Zorn also praised maintenance engineer Dave Gins. “He spent countless hours, above and beyond his usual load, operating equipment and coordinating with Harris Construction,” Zorn said.

According to Zorn, the refuge staff worked with Harris Construction and CP Railway through the summer and fall of 2011 to repair the hillsides and rehabilitate the vegetation. During that period, the Boat Dock Road was closed to the public and repaired, which was controversial at the time.

“Now, I hear comments from people in the community about how the road is much improved,” said Zorn, referring to the wider and re-graveled road as the silver lining among all the problems. “We have a much better product now because of it.”

He described the coordination and communication with CP Railway as an ongoing process, with some vegetation rehabilitation work still to be done. “We are a refuge with two railroads running through it, and that takes work,” he said. “When we have another wet year, it’s going to be a question of what’s the next new spot that needs to be fixed. We’re working together with the railroad to make sure there isn’t a derailment, which could lead to environmental problems.”

Outreach and education
make a difference
Bodmer said the Ward County SCD board also noticed the impact of the outreach and education efforts by the Des Lacs refuge. “We know they’re one of the sponsors for the Eco-Ed Days and the Envirothon,” he said.

Zorn credited former travel special and education and outreach coordinator Jennifer Jewett with improving the refuge’s outreach to area residents and students through various programs she offered or promoted. “She definitely made a difference here for the community, the county and the refuge,” he said. “Her passion, her drive and her commitment are a big reason this award came to the refuge.”

He continued, “Environmental education is a priority of the refuge, especially the education of youth as they are the conservationists of the future.”
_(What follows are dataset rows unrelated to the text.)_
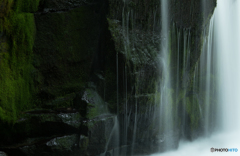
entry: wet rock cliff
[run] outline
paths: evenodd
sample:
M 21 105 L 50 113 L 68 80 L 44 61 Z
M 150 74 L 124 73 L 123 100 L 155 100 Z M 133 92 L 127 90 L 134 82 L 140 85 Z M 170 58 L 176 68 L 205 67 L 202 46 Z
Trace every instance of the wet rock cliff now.
M 175 127 L 167 135 L 173 148 L 181 137 L 201 135 L 201 119 L 193 117 L 199 110 L 183 111 L 186 129 L 179 110 L 192 98 L 193 68 L 216 6 L 216 0 L 204 2 L 171 0 L 168 6 L 174 87 L 167 92 L 174 97 Z M 160 8 L 156 0 L 2 0 L 0 151 L 158 151 L 165 135 L 156 111 L 163 73 Z

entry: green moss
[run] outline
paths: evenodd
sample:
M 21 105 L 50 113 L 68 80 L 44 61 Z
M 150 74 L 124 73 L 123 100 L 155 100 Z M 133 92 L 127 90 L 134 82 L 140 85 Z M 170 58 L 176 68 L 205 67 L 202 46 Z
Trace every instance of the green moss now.
M 16 12 L 36 12 L 40 0 L 15 0 L 14 10 Z
M 15 7 L 20 5 L 19 1 L 15 2 Z M 9 10 L 1 22 L 8 49 L 0 51 L 0 119 L 15 122 L 21 111 L 32 107 L 30 72 L 35 36 L 34 15 Z

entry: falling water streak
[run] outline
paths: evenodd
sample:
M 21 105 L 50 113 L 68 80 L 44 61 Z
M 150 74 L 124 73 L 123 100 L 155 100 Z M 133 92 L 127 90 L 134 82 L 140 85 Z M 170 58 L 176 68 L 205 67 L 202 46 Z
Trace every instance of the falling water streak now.
M 201 63 L 203 63 L 201 66 L 203 67 L 204 71 L 204 76 L 206 78 L 205 86 L 203 87 L 205 91 L 205 104 L 204 104 L 204 134 L 209 135 L 210 133 L 210 94 L 211 94 L 211 68 L 212 68 L 212 41 L 213 41 L 213 21 L 214 21 L 214 16 L 210 20 L 210 26 L 209 26 L 209 31 L 208 31 L 208 36 L 205 35 L 205 40 L 204 40 L 204 48 L 203 48 L 203 57 L 201 59 Z M 203 76 L 203 75 L 202 75 Z
M 223 131 L 240 131 L 240 2 L 219 0 L 215 39 L 218 52 L 219 102 Z M 234 122 L 233 122 L 234 121 Z M 231 133 L 231 132 L 230 132 Z
M 161 81 L 161 96 L 160 96 L 160 132 L 162 131 L 164 136 L 164 150 L 169 150 L 173 143 L 172 132 L 173 132 L 173 120 L 172 120 L 172 93 L 170 83 L 170 53 L 169 53 L 169 30 L 168 30 L 168 0 L 161 0 L 161 57 L 160 62 L 162 63 L 162 81 Z M 161 142 L 161 140 L 160 140 Z
M 105 151 L 104 151 L 104 155 L 106 154 L 106 152 L 108 151 L 108 146 L 110 141 L 113 141 L 113 147 L 119 147 L 119 122 L 118 122 L 118 118 L 117 116 L 114 117 L 114 126 L 112 128 L 112 131 L 109 135 L 108 141 L 105 145 Z M 114 153 L 116 156 L 119 155 L 119 153 Z
M 133 141 L 132 141 L 131 155 L 134 154 L 136 131 L 137 131 L 137 95 L 135 94 L 135 117 L 134 117 Z
M 128 128 L 128 103 L 127 103 L 127 66 L 125 65 L 125 145 L 127 145 L 127 138 L 128 138 L 128 134 L 127 134 L 127 128 Z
The refuge held its annual Haunted Hayride program in October and participated in the annual National Audubon Society Christmas Bird Count last week. On January 9th, refuge staff and volunteers will host a group of Kenmare students for the National Audubon Society’s Christmas Bird County 4 Kids program. “We plan to continue with those outreach and education opportunities,” said Zorn.

A refuge to be proud of
Zorn, his wife Jennifer and their two sons attended the awards banquet in Bismarck, held November 19th during the annual convention of the North Dakota Association of Soil Conservation Districts. “The refuge was recognized at the banquet with the rest of the families chosen from other soil conservation districts,” said Zorn. “We appreciated that.”

He also appreciated meeting the Ward County SCD board members, and he plans to continue building the relationship between the refuge and the soil conservation district. “Our goals are the same,” he said. “We just have different ways of achieving them. I’d like to find out more about what we can do to work in partnership with them and their programs.”

Ward County SCD Board members include Harlan Lee, Gail Yuly, Don Roen, Greg Simonson and Pat Zeltinger, who was elected in November to replace outgoing board member Hank Bodmer.

Zorn accepted the Ward County SCD Achievement Award on behalf of the entire staff. “This isn’t me or my doing,” he said about the award. “This is about the refuge staff. This was all put in motion before I was here. This is also a recognition of past managers and past staff who have worked hard at managing the Des Lacs National Wildlife Refuge and improving wildlife habitat so the citizens of Ward County have a refuge they can be proud of.”

Aerial view . . . The award photo and certificate are
displayed at the Des Lacs NWR Visitors Center.